Evening gents and gentettes,

This is, I think, the first post I'll have made since before Christmas. So once more unto the breech and back into the saddle I go. This thread shall purely be the commission side of my painting/sculpting as I've got one on the go at the moment, and more to start once this one's completed, rather than muddling it up with my own personal musings.

I shall try to keep this regularly updated to keep moving projects along and to log how they were done, I imagine we've all been there where we've created a piece of unmitigated awesomeness and then realised you couldn't remember how you did it and still have 9 more to muddle your way through.

To which end then, my first offering, a WIP offering, mind; Kranon the Relentless on a Bike.

A fairly simple brief on paper; put Kranon on a bike whilst attacking with his sword. The reality is somewhat different; lots of chopping and re-sculpting.



















The bike's a cross between the Chaos bike and the MkIV Outrider Bike with what I think is a good hash at a Chaos star.



















Kranon's sword, a lovely thing if you're using it as part of the stock model, but when you want to turn it over you realise that a) The hand and forearm are moulded onto the sword, coming up to the cross guard. B) Having absorbed this you see that daft tassel that again, goes ½ way up the guard; finally you realise that having cut these off, you're going to have to re-sculpt ½ the sword!


At present I am working on the sword so I can assemble it and then properly work on that arm.

If anyone has any questions as to how I did something, suggestions as to how to improve X or Y (though not my chromosomes, they're stuck as they are) I'm all ears.

--BB--


----------



## venomlust (Feb 9, 2010)

This is looking great. I've been frustrated in the past by Kranon's sword for the reasons you listed above. I bet it's gonna look killer when you're finished with it. It's just such an amazing sword, what a shame it was sculpted that way!

I like the heresy era front bike section, and the star you've sculpted from green stuff looks cool, too. 

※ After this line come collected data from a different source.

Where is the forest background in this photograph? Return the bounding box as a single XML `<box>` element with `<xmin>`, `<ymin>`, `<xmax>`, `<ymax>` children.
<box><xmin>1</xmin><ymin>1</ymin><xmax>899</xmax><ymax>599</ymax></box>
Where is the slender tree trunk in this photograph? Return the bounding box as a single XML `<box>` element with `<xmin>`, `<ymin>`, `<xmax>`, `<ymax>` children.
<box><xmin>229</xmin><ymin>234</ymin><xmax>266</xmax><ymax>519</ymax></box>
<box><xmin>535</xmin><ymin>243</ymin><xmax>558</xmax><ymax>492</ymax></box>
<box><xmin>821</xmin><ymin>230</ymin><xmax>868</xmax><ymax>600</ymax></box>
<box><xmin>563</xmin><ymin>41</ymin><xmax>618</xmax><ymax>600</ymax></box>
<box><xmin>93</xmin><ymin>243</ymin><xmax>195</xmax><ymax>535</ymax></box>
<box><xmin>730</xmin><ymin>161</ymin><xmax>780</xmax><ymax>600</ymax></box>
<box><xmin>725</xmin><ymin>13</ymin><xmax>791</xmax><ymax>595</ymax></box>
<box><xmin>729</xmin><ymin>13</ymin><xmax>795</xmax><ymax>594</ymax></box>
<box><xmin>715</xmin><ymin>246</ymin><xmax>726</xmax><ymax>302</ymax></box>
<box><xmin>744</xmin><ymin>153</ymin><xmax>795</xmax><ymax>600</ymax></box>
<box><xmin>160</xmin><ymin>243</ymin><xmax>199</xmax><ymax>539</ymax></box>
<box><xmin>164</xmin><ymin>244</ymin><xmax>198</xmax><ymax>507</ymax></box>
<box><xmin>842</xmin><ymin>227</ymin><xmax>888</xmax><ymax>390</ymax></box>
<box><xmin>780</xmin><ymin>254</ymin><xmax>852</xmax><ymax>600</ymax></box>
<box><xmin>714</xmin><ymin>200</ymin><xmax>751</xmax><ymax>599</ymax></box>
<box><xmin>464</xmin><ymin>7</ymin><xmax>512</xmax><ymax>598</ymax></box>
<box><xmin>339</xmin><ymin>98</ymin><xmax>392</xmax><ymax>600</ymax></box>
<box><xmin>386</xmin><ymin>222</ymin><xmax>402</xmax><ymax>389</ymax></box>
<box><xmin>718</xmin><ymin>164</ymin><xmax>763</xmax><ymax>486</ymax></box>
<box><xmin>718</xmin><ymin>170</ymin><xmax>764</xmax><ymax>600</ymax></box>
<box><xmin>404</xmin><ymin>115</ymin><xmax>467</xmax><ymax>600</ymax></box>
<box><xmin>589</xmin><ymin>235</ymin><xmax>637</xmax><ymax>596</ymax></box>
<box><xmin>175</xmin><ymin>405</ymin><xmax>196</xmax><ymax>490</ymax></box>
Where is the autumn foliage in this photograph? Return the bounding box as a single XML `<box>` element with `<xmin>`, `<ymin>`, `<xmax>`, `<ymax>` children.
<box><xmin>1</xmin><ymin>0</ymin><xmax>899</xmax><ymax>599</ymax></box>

Can't wait to see the next steps.


----------



## Nordicus (May 3, 2013)

I'm really liking this guy - He's going to make an excellent centerpiece for my army.

Keep up the great work man!


----------



## Blissful Brushes (Aug 17, 2013)

venomlust said:


> This is looking great. I've been frustrated in the past by Kranon's sword for the reasons you listed above. I bet it's gonna look killer when you're finished with it. It's just such an amazing sword, what a shame it was sculpted that way!
> 
> I like the heresy era front bike section, and the star you've sculpted from green stuff looks cool, too.
> 
> Can't wait to see the next steps.


Thanks  I solved it in the end by press moulding the sword and woring the rest of the details around the base that that provided me with.



Nordicus said:


> I'm really liking this guy - He's going to make an excellent centerpiece for my army.
> 
> Keep up the great work man!


Delayed, but here you go 

Well then, this has been a little bit quiet over the last couple of months. I have moved house, had no internet and that real life malarky got in the way of posting on here. I have, however, got some shots of Kranon for y'all!

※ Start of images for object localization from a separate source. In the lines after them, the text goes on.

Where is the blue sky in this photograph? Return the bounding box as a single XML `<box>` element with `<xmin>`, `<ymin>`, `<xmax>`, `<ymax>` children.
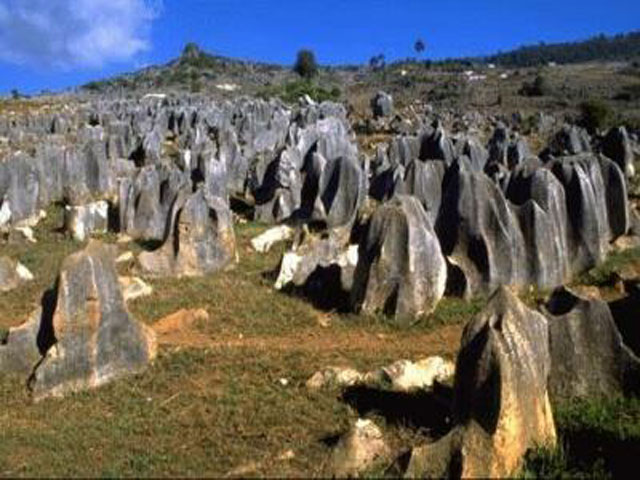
<box><xmin>1</xmin><ymin>0</ymin><xmax>639</xmax><ymax>94</ymax></box>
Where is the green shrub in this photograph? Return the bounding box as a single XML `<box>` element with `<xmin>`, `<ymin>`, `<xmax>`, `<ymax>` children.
<box><xmin>615</xmin><ymin>83</ymin><xmax>640</xmax><ymax>101</ymax></box>
<box><xmin>520</xmin><ymin>74</ymin><xmax>551</xmax><ymax>97</ymax></box>
<box><xmin>578</xmin><ymin>99</ymin><xmax>614</xmax><ymax>133</ymax></box>
<box><xmin>258</xmin><ymin>80</ymin><xmax>340</xmax><ymax>104</ymax></box>
<box><xmin>293</xmin><ymin>49</ymin><xmax>318</xmax><ymax>79</ymax></box>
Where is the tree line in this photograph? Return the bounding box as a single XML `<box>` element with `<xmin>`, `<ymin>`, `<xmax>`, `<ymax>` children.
<box><xmin>485</xmin><ymin>31</ymin><xmax>640</xmax><ymax>67</ymax></box>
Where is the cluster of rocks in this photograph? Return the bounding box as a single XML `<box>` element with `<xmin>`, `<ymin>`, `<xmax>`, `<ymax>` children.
<box><xmin>306</xmin><ymin>356</ymin><xmax>454</xmax><ymax>393</ymax></box>
<box><xmin>400</xmin><ymin>285</ymin><xmax>640</xmax><ymax>477</ymax></box>
<box><xmin>323</xmin><ymin>285</ymin><xmax>640</xmax><ymax>478</ymax></box>
<box><xmin>269</xmin><ymin>113</ymin><xmax>637</xmax><ymax>320</ymax></box>
<box><xmin>0</xmin><ymin>95</ymin><xmax>368</xmax><ymax>279</ymax></box>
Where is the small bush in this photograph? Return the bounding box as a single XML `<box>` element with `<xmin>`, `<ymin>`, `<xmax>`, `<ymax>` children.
<box><xmin>578</xmin><ymin>99</ymin><xmax>614</xmax><ymax>134</ymax></box>
<box><xmin>294</xmin><ymin>49</ymin><xmax>318</xmax><ymax>79</ymax></box>
<box><xmin>258</xmin><ymin>80</ymin><xmax>340</xmax><ymax>104</ymax></box>
<box><xmin>614</xmin><ymin>83</ymin><xmax>640</xmax><ymax>101</ymax></box>
<box><xmin>520</xmin><ymin>74</ymin><xmax>551</xmax><ymax>97</ymax></box>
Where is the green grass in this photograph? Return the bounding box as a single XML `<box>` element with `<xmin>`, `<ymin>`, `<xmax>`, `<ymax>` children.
<box><xmin>521</xmin><ymin>396</ymin><xmax>640</xmax><ymax>478</ymax></box>
<box><xmin>0</xmin><ymin>348</ymin><xmax>352</xmax><ymax>477</ymax></box>
<box><xmin>572</xmin><ymin>247</ymin><xmax>640</xmax><ymax>286</ymax></box>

This will be quite a pic-heavy post, especially if Imgur hasn't compressed the images properly - they'll be about a thousand feet squared or something similarly silly...

So without further ado:









































































And there is Kranon in all his glory. Of course, he's not complete until he gets approval, but I think he's in a pretty good place right about now 

Any questions, comments/suggestions are more than welcome!

Next on the list is the Emperor and a load of Custodes tanks and potentially custodes themselves if there're no concrete forecasts of their release by Forgeworld in the next few months.

--BB-


----------



## venomlust (Feb 9, 2010)

Awesome. +REP for such a badass conversion and green stuff skills.


----------



## Roganzar (Feb 16, 2014)

Congrats on finishing him. That is freakin' amazing.


----------